Member of the Legislative Assembly of Prince Edward Island for Stanhope-East Royalty
- In office November 18, 1996 – June 12, 2007
- Preceded by: Riding Established
- Succeeded by: Robert Vessey

Personal details
- Born: October 31, 1954 (age 71) Marshfield, Prince Edward Island
- Party: Progressive Conservative

= Jamie Ballem =

Canadian farmer and politician

Jamie Ballem (born October 31, 1954) is a Canadian farmer and politician, who served as a cabinet minister, notably as Minister of the Environment and Minister of Health. He was a member of the Legislative Assembly of Prince Edward Island from 1996 to 2007. He represented the electoral district of Stanhope-East Royalty and was a member of the Progressive Conservative Party.

On August 4, 2010, Ballem announced his candidacy for the Leadership of the Progressive Conservative Party of PEI but came in second to Olive Crane.
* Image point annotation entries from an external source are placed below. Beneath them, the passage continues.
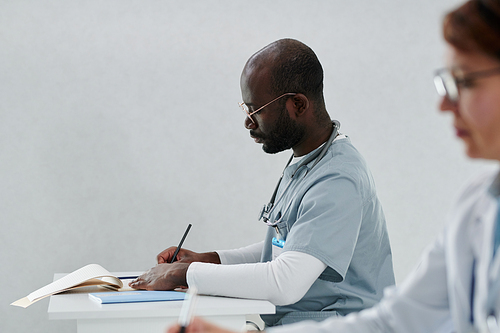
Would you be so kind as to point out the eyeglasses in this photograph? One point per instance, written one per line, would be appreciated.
(447, 84)
(245, 108)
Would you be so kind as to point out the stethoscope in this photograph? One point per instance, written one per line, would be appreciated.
(268, 208)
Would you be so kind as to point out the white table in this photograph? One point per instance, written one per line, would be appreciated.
(149, 317)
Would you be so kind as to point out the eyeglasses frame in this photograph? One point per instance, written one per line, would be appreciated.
(244, 107)
(443, 76)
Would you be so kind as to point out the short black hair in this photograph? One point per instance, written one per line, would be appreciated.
(296, 68)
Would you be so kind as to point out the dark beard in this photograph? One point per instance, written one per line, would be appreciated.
(285, 134)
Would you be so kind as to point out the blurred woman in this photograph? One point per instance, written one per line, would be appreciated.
(456, 286)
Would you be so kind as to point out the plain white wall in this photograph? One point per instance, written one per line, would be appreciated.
(119, 125)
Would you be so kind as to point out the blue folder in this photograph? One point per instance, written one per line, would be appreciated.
(136, 296)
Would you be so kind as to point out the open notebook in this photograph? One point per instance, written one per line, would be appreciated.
(92, 275)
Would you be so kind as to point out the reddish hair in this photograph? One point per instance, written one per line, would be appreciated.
(475, 26)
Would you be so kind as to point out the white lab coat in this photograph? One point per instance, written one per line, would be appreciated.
(436, 296)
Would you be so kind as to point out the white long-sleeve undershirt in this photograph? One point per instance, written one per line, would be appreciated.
(243, 255)
(282, 281)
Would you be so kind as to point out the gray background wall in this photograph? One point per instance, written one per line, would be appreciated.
(119, 125)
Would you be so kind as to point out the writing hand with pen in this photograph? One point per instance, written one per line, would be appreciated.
(168, 275)
(170, 272)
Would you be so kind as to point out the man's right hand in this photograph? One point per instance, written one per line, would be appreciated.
(187, 256)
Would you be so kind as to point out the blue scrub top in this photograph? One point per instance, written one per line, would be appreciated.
(333, 214)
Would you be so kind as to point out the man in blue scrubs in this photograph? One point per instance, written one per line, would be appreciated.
(326, 252)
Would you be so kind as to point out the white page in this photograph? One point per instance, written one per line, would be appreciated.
(91, 271)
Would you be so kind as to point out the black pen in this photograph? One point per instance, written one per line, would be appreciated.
(180, 244)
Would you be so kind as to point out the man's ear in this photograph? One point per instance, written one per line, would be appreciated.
(300, 104)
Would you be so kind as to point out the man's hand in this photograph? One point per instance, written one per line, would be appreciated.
(187, 256)
(163, 277)
(199, 326)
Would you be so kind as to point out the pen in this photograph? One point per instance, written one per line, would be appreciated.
(180, 243)
(187, 310)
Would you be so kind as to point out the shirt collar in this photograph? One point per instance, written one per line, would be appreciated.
(495, 187)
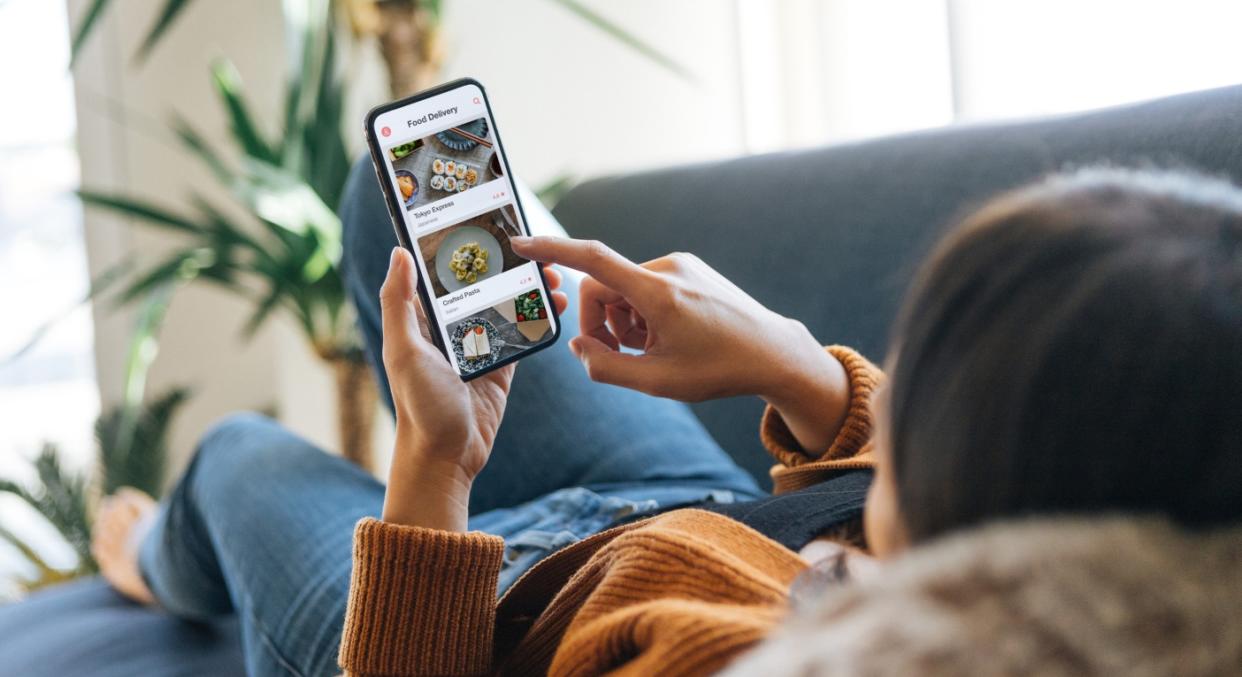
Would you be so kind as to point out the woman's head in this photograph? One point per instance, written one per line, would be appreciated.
(1074, 347)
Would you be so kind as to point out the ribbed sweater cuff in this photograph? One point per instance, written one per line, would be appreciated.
(421, 601)
(855, 431)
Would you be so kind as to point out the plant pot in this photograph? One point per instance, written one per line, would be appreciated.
(357, 399)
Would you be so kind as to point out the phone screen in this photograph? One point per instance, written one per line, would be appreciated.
(455, 206)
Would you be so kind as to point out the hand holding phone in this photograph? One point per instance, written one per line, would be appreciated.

Born in Marshfield, Prince Edward Island, the son of Cedric and Mrytle Ballem, Ballem was educated at the University of Prince Edward Island. In 1991, he married Cindy MacLean. Ballem served as the chair for the PEI Milk Marketing Board and the Potato Commission. Ballem served in the provincial cabinet as Minister of Environment, Energy and Forestry. He was defeated when he ran for reelection in 2007. Later that year, Ballem started a company called Island Green Power to promote the development of wind power on the island.